UBIS (Asia)
- Company type: Public
- Traded as: MAI: UBIS
- Industry: Chemicals
- Founded: 17 June 1997; 28 years ago
- Headquarters: Yannawa, Bangkok, Thailand
- Number of locations: 1 office, 1 factory
- Area served: Southeast Asia
- Products: can sealing compounds, lacquers and coatings
- Revenue: BT฿574.36 million (2009)
- Operating income: BT฿101.10 million (2009)
- Net income: BT฿70.07 million (2009)
- Total assets: BT฿406.12 million (2009)
- Total equity: BT฿305.24 million (2009)
- Number of employees: 80 (2009)
- Subsidiaries: Vita International Trading (Guangzhou) Co., Ltd.
- Website: www.ubisasia.com

= UBIS (Asia) =

UBIS (Asia) Public Company Limited (UBIS) is a manufacturer and distributor of sealing compounds, lacquers and coatings used in can production and bottle closure for the food, beverage and general industries based in Thailand.
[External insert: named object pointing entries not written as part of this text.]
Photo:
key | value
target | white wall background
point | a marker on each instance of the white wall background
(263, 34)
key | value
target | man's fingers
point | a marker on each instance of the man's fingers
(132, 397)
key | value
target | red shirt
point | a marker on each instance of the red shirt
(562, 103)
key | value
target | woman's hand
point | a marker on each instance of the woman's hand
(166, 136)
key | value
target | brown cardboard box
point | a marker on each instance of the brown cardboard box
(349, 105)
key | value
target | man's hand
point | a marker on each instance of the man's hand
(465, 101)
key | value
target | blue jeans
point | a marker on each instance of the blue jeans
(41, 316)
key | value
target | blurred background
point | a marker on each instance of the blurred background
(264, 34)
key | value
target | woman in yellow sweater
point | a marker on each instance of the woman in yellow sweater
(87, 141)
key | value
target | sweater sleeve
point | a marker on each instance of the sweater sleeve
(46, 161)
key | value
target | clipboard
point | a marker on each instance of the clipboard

It is listed on the Market for Alternative Investment on 9 May 2007.

==History==
UBIS (Asia) was established on 17 June 1997 with initial registered capital of 4 million baht. In June 2006, UBIS increased its registered capital to 190 million baht (190 million shares).

In June 2005, Henkel signed license agreement with the company to sale and produce Can End Sealants with UBIS's technology for Europe, Middle East, Africa and America.